Last month, we reported that this year has seen a decline in the number of sites where red squirrels were detected for the first time since the Red Squirrels Northern England (RSNE) project started in 2012.
Project manager Nick Mason said: “There is no cause for alarm here as fluctuations in squirrel populations linked to environmental factors are entirely natural and beyond our control.”
Last week, however, Ernie Gordon, who has campaigned for decades to prevent the extinction of red squirrels, criticised the report, particularly the use of the phrase ‘no cause for alarm, saying that ‘almost the entire population of red squirrels in Northumberland, and elsewhere throughout England, has been completely wiped out by the alien, disease-ridden, grey species’.
Now, Coquetdale Squirrel Group has added its voice to the dissent.
The well-respected group has been monitoring numbers of red and grey squirrels regularly since it was established in 2008 and in that time there have been significant changes.
“When we first started, few people had seen a grey squirrel in Coquetdale and we were getting loads of sitings of red squirrels from all over the area,” said Jeanne Casken, chairman of the group.
“The picture has now changed.
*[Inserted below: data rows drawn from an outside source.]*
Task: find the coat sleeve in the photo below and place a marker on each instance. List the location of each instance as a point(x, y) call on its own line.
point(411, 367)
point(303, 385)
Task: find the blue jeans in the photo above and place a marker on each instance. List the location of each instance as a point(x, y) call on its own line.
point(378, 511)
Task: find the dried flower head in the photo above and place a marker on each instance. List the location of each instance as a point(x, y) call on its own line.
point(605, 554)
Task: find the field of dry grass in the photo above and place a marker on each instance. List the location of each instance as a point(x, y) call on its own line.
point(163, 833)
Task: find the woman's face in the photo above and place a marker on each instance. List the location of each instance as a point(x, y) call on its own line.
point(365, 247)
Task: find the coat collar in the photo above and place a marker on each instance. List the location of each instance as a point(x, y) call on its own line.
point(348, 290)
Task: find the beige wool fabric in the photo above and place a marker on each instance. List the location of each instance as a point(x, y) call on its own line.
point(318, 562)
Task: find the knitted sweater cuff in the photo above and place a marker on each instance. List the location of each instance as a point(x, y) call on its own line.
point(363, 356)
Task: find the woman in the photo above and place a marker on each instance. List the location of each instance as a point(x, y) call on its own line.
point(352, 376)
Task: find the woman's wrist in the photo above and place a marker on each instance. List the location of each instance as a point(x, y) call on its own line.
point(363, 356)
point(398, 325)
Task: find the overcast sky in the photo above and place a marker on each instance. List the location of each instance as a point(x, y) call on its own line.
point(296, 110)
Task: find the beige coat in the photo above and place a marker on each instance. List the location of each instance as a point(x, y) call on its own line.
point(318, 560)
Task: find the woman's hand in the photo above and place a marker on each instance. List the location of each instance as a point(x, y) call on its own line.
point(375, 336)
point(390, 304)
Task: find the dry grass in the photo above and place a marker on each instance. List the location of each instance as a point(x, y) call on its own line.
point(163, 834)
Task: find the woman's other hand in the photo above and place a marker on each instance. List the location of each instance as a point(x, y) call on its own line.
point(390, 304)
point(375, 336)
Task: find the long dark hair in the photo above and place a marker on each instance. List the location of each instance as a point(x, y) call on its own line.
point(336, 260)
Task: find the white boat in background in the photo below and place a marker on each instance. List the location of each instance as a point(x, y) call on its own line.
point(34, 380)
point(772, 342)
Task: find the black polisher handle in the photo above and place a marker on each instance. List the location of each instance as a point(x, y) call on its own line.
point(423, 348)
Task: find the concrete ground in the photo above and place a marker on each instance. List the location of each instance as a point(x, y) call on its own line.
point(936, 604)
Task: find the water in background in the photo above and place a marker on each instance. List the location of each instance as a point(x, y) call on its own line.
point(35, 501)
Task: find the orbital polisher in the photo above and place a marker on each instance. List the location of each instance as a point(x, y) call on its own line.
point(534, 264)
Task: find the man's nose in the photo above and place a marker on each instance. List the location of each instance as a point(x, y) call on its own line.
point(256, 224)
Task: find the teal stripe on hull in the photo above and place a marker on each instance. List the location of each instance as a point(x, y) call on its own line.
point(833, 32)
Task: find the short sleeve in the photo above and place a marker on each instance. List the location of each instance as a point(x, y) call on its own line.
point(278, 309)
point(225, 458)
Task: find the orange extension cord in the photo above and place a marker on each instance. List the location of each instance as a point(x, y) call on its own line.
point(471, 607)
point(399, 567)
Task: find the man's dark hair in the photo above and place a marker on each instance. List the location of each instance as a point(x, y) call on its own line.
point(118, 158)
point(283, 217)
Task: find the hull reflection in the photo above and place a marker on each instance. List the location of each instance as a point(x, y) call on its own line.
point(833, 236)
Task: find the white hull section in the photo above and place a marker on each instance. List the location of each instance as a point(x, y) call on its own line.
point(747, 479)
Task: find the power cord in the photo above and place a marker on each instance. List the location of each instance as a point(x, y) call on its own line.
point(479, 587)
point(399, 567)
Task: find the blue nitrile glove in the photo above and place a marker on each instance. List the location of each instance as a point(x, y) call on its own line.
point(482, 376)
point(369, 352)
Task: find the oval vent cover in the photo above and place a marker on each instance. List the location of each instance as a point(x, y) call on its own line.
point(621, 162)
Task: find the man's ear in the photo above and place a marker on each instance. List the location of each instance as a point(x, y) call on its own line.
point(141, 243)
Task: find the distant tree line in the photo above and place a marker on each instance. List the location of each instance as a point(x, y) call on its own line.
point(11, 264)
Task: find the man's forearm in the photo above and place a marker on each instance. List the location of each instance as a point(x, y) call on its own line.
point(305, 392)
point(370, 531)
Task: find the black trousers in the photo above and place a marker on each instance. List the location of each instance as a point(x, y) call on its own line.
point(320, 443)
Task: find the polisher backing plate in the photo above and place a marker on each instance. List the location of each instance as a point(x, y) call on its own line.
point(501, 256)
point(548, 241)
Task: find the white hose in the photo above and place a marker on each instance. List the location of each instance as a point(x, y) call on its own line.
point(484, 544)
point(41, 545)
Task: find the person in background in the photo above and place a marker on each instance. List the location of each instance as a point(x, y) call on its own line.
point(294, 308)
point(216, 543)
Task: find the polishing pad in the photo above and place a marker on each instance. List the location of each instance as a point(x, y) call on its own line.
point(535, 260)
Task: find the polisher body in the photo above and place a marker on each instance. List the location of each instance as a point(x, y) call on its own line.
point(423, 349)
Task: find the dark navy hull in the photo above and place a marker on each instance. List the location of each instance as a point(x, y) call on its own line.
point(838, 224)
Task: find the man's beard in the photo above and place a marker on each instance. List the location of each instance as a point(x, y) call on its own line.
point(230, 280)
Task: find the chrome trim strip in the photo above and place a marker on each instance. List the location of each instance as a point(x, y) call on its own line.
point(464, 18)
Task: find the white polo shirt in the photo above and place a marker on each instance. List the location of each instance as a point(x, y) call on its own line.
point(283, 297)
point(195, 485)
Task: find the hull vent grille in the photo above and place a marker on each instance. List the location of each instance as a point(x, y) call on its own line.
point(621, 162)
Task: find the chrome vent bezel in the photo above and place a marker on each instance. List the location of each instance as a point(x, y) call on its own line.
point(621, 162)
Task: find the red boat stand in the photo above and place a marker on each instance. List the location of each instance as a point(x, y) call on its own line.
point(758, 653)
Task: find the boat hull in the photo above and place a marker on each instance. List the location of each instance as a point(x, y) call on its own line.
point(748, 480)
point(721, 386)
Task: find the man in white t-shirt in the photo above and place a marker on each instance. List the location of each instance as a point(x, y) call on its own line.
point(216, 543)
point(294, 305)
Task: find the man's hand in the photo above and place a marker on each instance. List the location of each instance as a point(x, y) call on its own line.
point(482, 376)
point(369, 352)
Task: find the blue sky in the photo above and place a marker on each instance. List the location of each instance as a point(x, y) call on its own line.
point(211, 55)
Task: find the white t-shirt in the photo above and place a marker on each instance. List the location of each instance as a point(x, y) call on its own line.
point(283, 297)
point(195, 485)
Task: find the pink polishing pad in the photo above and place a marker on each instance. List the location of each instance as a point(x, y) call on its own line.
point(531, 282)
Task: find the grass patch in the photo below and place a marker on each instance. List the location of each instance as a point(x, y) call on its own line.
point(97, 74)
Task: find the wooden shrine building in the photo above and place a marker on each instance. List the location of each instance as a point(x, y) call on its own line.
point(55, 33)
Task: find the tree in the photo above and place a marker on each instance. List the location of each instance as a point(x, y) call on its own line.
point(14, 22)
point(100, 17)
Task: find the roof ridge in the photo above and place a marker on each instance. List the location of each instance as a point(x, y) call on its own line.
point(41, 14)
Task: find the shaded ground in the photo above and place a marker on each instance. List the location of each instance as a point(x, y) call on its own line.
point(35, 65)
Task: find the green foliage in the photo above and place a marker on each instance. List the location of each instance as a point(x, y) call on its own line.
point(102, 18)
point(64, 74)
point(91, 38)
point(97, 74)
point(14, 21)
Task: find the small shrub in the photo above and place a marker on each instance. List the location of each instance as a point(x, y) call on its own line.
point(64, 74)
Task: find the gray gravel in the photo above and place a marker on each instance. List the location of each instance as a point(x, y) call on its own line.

The numbers of red squirrels has declined markedly.
“People out walking who used to see lots and lots of reds at Cragside, Thrunton, Holystone and Brinkburn are now only seeing the odd one.
“By contrast, the number of greys is increasing, with well more than 150 having been culled in our area since the beginning of 2015.
“There is no room for complacency. We are asking the public to continue to be vigilant and report when and where they have seen both reds and greys.
“As a group, we encourage the reds by whatever means and there is a well-organised trapping campaign for the greys. We must do all we can to stop this flood of greys driving out the reds by competing for food and spreading the deadly squirrel pox.
“Greys are now being seen in all parts of the valley where they have never been seen before and our reds are in real danger.”